Taylor turned to Zac. “Do you promise?”

“I promise too,” Zac assured him. “Me, too. I’m promising!”

“How about you?” Isaac asked Taylor.

“What?” Taylor asked, oblivious.

“What if you leave?” Isaac asked. “You didn’t promise.”

Taylor rolled his eyes. “Ike, you guys already know,” he said. “I wouldn’t go anywhere.”

I broke my promise, Zac thought. They’re gone because I didn’t do what I said I would do, and they left. And it’s my fault.

Just like Ike, he thought. Ike was gone because Zac hadn’t stopped the knife. He hadn’t had any weapons with him to hit Mommy and stop her. And Taylor was mad, and he was leaving now. And nobody liked Zac anymore, so they were all gone now.

That’s why they’re gone, Zac thought. Me. He folded his hands between his knees and studied the gritty carpet that covered the floor of the car. It was what I did.

And that was when they came to the place that was big. It had big windows, with bars across them. It had a big door. There was a fence with barbed wire around the top of it. Jail, Zac thought. He was so bad that he was going to jail. They would lock him up and throw away the key.

“I’ll be good,” Zac said to Mr. Jordan.

“That’s good to hear,” Mr. Jordan told him.

“No... I’ll be really good,” Zac promised. “Really, really, really good.”

“You’ll be out of here in a day or two,” Mr. Jordan promised. “Not so long, kiddo.”

Zac stuck his thumb back into his mouth. You had to be the most awfullest four year old in the world, if they were putting you in jail. He must be the most awfullest four year old in the world. No wonder everybody kept leaving him.

The building they had pulled up in front of actually was a jail; a juvenile delinquent detention center that was used by social services as a temporary children's’ shelter when a foster home couldn’t be located right away. Trevorford wasn’t anybody’s idea of the appropriate place to put a four year old without anybody to stay with, but it was the only currently viable option. Nobody explained to Zac that he wasn’t going to jail, because nobody thought that he’d think that was where he was going.

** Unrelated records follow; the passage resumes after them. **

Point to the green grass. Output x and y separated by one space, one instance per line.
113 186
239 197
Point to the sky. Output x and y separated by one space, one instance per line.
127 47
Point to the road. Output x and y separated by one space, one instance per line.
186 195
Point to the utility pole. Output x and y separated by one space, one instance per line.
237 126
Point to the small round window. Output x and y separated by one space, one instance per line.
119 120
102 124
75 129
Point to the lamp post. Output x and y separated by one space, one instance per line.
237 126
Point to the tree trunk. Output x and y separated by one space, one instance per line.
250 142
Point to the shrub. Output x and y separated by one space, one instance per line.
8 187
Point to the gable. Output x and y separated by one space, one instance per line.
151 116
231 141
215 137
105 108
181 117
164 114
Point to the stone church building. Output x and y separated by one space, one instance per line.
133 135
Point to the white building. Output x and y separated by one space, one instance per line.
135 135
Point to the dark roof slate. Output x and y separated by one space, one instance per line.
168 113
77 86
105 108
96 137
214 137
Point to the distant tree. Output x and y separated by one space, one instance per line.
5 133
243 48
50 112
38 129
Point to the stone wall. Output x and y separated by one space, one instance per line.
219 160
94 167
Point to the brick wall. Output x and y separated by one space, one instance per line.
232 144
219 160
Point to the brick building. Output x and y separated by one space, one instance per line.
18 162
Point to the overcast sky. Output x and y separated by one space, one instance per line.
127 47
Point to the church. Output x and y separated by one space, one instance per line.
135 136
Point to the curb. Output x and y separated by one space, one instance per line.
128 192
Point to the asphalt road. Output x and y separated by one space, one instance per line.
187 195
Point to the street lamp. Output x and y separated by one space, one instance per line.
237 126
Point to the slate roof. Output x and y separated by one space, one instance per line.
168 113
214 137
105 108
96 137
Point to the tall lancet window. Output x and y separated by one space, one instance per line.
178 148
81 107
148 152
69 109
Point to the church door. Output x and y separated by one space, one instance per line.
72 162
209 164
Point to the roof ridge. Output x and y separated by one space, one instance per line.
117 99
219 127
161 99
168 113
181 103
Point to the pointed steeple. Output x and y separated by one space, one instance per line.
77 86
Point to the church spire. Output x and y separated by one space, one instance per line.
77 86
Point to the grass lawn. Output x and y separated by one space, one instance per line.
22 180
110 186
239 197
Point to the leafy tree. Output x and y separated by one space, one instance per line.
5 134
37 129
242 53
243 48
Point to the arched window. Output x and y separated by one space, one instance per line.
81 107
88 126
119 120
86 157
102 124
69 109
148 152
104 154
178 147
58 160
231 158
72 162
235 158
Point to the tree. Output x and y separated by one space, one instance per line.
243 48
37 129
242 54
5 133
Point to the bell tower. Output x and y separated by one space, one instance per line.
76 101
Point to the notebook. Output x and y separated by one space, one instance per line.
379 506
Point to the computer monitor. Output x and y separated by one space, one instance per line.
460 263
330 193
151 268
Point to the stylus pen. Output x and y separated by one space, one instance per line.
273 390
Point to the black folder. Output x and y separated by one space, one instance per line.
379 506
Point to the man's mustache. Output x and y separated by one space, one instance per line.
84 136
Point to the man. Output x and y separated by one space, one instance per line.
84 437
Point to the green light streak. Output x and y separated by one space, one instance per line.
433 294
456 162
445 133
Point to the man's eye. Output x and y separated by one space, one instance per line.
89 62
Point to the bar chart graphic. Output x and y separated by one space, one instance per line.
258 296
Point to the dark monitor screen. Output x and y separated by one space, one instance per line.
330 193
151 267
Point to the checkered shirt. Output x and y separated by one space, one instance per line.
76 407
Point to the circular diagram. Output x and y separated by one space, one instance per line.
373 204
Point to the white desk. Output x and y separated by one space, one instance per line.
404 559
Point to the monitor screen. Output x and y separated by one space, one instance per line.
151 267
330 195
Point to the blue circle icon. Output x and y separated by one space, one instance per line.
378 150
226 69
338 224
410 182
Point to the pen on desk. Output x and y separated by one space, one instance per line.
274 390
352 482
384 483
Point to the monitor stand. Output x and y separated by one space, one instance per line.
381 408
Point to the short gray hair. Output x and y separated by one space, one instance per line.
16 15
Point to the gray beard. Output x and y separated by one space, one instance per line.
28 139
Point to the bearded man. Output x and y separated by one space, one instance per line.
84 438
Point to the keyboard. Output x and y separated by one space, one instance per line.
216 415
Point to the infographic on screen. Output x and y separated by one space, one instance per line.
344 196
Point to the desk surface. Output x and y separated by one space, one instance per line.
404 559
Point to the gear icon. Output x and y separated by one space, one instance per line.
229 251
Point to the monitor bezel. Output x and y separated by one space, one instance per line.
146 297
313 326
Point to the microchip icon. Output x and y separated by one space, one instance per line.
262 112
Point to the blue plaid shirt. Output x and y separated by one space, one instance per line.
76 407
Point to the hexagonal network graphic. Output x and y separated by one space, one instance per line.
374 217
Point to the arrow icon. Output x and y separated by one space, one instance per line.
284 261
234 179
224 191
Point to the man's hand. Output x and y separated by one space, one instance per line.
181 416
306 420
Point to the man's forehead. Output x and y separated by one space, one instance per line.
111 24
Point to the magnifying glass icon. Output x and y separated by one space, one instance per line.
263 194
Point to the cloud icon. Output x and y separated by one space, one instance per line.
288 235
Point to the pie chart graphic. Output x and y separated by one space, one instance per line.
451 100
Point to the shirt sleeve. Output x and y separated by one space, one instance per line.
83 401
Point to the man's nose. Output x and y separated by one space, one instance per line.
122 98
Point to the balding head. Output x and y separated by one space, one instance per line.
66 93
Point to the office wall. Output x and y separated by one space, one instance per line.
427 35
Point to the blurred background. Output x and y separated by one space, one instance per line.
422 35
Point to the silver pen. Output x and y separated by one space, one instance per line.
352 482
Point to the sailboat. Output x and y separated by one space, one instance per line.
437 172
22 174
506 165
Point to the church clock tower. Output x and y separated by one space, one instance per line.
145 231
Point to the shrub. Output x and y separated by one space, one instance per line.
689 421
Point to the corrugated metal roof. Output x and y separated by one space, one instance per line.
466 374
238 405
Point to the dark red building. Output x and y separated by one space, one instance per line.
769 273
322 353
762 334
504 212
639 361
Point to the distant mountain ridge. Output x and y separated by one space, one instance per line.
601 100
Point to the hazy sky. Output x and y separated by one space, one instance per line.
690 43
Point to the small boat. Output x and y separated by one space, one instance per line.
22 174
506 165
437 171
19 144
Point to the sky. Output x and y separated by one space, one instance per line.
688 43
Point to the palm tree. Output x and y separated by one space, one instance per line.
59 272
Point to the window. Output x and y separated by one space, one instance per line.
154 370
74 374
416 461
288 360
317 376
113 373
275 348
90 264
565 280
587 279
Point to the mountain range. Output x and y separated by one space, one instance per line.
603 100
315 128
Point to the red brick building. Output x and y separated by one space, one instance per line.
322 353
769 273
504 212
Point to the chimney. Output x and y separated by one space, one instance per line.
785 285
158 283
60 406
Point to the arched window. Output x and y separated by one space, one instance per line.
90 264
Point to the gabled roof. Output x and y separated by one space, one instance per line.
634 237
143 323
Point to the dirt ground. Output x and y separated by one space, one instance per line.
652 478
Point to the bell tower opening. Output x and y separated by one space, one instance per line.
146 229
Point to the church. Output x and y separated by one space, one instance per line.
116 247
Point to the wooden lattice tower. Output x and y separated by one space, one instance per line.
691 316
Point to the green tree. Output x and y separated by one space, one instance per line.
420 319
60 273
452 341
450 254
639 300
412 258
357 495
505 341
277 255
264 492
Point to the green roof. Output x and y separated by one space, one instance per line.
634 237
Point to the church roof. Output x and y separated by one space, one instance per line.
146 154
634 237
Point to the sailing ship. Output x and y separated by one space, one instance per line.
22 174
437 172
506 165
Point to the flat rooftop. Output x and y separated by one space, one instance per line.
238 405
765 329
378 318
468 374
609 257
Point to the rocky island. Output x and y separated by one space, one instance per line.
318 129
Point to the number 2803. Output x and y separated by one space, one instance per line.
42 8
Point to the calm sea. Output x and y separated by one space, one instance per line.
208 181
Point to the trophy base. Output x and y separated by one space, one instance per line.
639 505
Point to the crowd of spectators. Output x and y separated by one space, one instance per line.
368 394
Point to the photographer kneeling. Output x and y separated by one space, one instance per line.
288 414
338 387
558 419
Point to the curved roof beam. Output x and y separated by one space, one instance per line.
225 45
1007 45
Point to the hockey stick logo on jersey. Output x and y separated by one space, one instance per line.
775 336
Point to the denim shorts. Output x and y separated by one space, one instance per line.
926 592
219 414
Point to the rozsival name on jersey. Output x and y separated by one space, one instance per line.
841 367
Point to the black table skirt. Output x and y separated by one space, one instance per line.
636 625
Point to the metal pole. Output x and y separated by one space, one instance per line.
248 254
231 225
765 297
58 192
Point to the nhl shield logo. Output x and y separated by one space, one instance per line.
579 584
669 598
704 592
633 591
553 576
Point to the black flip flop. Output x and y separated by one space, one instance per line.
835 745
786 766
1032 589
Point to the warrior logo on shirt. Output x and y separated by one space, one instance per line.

Trevorford, however, looked even more like a jail on the inside than it did on thee outside. The building had never been intended for any other use besides a juvenile correction facility, and it was considered too expensive to renovate the part of the building used for foster children. The cement floor and latex painted walls were as empty and cheerless as those in any other section of Trevorford. Instead of rooms, occupants slept in cells.

In fact, this part of the building was often used to house juvenile offenders when there wasn’t enough room in the cellblocks. As he followed Mr. Jordan to the front desk, Zac could see a tall, husky boy in flip flops and a blaze orange jumpsuit being led down the hall by a uniformed officer. The boy’s feet were shackled together with a chain, his wrists pinned together behind his back.

Zac shivered. Nobody liked him anymore. Nobody wanted him around. That was why he was in jail.

The lady at the front desk raised her eyes from the Harlequin Romance she held in front of her and peered at Zac over wire rimmed glasses. She scowled at Mr. Jordan. “You brought me a baby.”

This is it, Zac thought. They don’t even want me in jail now. They’ll probably kill me in the electric chair.

“I had no other choice. . .” Mr. Jordan pleaded.

The lady stood up. “He should not be here,” she said. “This is a juvenile correction facility. This is a place for kids who commit crimes, Mr. Jordan. It is not a place for babies.”

Mr. Jordan squirmed uncomfortably as the lady made her way around the desk and took Zac’s hand in hers. “I’m Charlene,” she said to Zac, and cast a reproachful look at Mr. Jordan. “Don’t worry. You’re going to stay right here with me.”

Gradually it was dawning on Zac that nobody was planning to kill him. Instead, Charlene lifted a small box of raisins out of a bag on the top of her desk and opened it for him before she turned to begin filling out paperwork. Zac put a raisin in his mouth and tried not to look at Mr. Jordan. He was scared of Mr. Jordan. Mr. Jordan took everybody away.